By 851 B.C., Babylon was only nominally independent, requiring Assyrian “protection” and facing many internal upheavals. Finally, the Assyrian Tiglath-pileser III took the throne. The Assyrians and Merodach-baladan, a Chaldean, traded power more than once. During one of his times of advantage, Merodach-baladan sent emissaries to threaten Hezekiah, king of Judah (2 Kings 20:12–19; Isaiah 39). When the Chaldean chief Nabopolassar took control of Babylon in 626 B.C., he proceeded to sack Nineveh, the capital of Assyria.
Babylon is the setting for the ministry of the prophets Ezekiel and Daniel, who were both deportees from Judah. Daniel became a leader and royal adviser to the Babylonian and Persian Empires. He had been captured after the battle of Carchemish in 605 B.C. (Jeremiah 46:2–12). The book of Daniel records Daniel’s interpretation of Nebuchadnezzar’s dream (Daniel 2) and foretells the fall of Babylon to the Medes and the Persians (Daniel 5).
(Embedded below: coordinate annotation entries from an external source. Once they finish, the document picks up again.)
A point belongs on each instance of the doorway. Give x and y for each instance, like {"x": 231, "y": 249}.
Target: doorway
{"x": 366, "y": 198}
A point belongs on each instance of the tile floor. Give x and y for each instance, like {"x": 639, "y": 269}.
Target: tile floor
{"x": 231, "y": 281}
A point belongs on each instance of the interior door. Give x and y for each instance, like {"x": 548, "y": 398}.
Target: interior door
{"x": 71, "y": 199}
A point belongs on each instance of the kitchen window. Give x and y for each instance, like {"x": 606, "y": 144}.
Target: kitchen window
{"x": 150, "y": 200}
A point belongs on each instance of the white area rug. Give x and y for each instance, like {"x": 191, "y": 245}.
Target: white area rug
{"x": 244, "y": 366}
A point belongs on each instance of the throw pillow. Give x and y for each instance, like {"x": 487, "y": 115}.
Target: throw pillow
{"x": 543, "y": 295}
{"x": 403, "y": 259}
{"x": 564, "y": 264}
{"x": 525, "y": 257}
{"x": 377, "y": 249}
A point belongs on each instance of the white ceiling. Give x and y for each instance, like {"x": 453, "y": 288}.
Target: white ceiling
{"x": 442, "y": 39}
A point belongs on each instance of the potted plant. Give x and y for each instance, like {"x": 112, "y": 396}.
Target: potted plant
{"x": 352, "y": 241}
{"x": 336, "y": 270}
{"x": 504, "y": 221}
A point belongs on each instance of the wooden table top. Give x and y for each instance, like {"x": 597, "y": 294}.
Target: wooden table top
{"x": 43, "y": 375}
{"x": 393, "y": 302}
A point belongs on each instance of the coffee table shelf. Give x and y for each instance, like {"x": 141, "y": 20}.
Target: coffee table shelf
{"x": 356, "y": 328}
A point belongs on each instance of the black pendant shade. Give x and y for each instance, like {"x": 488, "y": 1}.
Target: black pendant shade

Earlier, the prophet Isaiah had also foretold the fall of Babylon (Isaiah 46:1–2).
In the Bible, Babylon is mentioned from Genesis to Revelation, as it rises from its rebellious beginnings to become a symbol of the Antichrist’s evil world system. When God’s people required discipline, God used the Babylonian Empire to accomplish it, but He limited Judah’s captivity to 70 years (Jeremiah 25:11). Then, God promised to “punish the king of Babylon and his nation” (Jeremiah 25:12) “for all the wrong they have done in Zion” (Jeremiah 51:24). Ultimately, all evil will be judged, as symbolized by Babylon’s demise in Revelation 18:21: “The great city of Babylon will be thrown down, never to be found again.”